Here at St. Paul's we use a full text bulletin. For the uninitiated, this means that each week we have a bulletin that conveys the full text of the Book of Common Prayer service without the clumsy page turning, hunting, and pecking.
In the three years we've been tweaking this bulletin, I've found that the folks who complied the BCP love punctuation and love to use it sporadically, and, as far as I can tell, without regard for the actual rules of grammar.
Most of the time it isn't really an issue. Sometimes it means a prayer read in unison sounds funny. Sometimes it means nothing. And sometimes, it is really important.
This weekend I had the joy of attending the ordination of Susan Sowers over at St. Christopher's Church in Pensacola. I love ordinations. They are filled with pomp and circumstance. They remind me of my own ordination to the priesthood on Jan 24, 2008. The renew in me the call that I began pursuing those many years ago.
At every ordination, however, I take issue with one answer given by the ordinand. "I am willing and ready to do so; and I solemnly declare that I do believe the Holy Scriptures of the Old and New Testament to be the Word of God, and to contain all things necessary to salvation; and I do solemnly engage to conform to the doctrine, discipline, and worship of The Episcopal Church."
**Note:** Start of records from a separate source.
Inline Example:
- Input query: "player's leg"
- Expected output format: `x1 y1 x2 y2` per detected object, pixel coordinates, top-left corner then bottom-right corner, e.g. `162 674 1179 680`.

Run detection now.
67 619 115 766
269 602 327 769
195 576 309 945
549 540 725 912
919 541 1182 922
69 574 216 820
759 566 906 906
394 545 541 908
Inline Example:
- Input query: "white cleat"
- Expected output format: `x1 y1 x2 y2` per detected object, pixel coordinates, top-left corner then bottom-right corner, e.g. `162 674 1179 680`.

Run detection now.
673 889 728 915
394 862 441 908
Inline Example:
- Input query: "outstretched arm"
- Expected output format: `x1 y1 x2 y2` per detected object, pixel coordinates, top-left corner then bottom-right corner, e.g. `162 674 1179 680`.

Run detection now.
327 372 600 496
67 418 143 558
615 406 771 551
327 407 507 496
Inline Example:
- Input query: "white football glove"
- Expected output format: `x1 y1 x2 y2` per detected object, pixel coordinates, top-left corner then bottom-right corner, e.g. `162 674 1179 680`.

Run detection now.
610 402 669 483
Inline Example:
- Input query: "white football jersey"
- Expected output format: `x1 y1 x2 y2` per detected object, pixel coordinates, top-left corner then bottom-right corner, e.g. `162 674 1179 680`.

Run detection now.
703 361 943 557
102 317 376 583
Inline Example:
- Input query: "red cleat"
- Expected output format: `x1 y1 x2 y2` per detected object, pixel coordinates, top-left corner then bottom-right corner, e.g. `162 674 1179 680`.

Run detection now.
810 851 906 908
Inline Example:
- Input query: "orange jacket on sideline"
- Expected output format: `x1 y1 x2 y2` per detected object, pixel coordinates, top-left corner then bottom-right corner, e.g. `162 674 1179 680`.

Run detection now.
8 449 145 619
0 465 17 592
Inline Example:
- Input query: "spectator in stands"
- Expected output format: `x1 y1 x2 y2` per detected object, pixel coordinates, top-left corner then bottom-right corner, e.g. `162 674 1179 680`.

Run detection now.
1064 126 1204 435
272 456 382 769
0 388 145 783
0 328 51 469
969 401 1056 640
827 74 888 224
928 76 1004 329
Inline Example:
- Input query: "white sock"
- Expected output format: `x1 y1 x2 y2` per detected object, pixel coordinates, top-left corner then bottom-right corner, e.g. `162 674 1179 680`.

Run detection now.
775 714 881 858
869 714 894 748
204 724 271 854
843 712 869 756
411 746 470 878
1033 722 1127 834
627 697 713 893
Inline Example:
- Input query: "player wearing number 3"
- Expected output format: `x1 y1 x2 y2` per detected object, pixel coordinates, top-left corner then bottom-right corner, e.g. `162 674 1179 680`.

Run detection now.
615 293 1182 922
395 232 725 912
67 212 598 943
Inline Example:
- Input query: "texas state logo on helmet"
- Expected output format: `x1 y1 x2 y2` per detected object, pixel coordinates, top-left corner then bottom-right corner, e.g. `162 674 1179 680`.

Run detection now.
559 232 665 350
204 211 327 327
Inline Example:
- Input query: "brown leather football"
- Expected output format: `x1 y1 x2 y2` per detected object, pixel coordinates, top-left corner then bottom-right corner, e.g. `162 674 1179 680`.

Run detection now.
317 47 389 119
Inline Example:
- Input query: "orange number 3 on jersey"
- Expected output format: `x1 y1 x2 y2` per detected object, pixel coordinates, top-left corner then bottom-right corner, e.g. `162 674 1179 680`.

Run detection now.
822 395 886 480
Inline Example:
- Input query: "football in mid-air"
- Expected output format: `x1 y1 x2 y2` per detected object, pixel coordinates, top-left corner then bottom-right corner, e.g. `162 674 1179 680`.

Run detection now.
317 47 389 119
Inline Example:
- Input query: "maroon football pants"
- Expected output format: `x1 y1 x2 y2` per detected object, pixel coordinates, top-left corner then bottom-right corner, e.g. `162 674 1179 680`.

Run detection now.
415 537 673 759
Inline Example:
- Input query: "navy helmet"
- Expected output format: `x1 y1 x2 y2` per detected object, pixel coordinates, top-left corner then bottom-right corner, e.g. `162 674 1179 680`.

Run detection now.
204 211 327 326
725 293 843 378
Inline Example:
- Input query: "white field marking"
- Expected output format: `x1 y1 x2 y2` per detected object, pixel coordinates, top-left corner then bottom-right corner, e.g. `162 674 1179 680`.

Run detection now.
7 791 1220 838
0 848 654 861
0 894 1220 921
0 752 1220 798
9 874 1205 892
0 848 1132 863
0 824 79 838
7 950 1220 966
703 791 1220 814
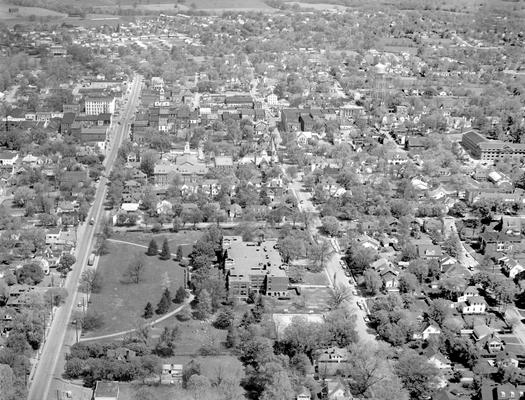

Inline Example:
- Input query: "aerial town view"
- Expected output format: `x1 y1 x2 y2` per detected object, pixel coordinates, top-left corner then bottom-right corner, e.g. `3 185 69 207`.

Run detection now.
0 0 525 400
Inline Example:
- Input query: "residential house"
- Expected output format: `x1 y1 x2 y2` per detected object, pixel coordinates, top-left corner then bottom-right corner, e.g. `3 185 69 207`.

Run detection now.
213 156 234 171
323 379 354 400
458 296 487 314
428 352 452 370
413 322 441 340
481 383 525 400
296 386 312 400
458 286 479 302
480 231 522 254
160 364 184 385
500 215 522 235
122 179 143 203
476 332 505 354
417 244 443 261
379 268 399 292
0 151 19 171
314 347 348 377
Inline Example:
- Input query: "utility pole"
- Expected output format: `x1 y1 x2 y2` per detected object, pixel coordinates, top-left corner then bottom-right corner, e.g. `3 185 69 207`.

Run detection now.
75 319 78 343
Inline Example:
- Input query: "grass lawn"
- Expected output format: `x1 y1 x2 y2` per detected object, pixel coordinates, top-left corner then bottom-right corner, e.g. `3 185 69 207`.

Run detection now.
111 230 202 257
85 242 184 337
152 318 228 356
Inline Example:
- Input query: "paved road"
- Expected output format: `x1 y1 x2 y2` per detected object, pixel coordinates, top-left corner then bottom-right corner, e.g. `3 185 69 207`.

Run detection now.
290 180 376 342
79 294 195 342
28 77 142 400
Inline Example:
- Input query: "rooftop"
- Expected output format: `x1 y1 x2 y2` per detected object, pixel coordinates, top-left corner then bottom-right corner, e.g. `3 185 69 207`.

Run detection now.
222 236 286 280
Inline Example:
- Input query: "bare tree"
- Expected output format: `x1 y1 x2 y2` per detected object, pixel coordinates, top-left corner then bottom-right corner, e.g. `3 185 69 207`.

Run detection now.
308 238 334 272
78 268 102 293
348 343 389 395
124 254 146 284
328 286 352 310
I take issue with the case of the word "Word." And I take issue with extra fervor as I prepare to preach on John's great prologue for the First Sunday after Christmas.
In my understanding, the Word of God, is the second person of the Trinity; God the Son; Jesus; the Messiah. Co-eternal with the Father and Holy Spirit. Of one being. The one through whom all things were made.
The Holy Scriptures of the Old and New Testaments are not co-eternal with God. They are not of one being with the Father. Creation did not come into being through them. They are, in my way of thinking, the word of God. The Catechism seems to affirm this, while still using a capital-W when, on page 853 of the 1979 BCP it states:
Q. Why do we call the Holy Scriptures the [w]ord of God?
A. We call them the [w]ord of God because God inspired their human authors and because God still speaks to us through the Bible.
It is, as I see it, the same nuance as saying, "Jesus is the Truth while the Bible speaks truth." Jesus is the Word of God, while the Bible speaks the word of God.
Maybe I'm making too much of this, but I think that the confusion of case has lead to a gross misunderstanding of Scripture, especially in the Western, Northern church, post-enlightenment.
As I read the word from John declaring the incarnation of Word, I'm struck by the power that both give, but know that it is only the Word that gives life, light, and salvation.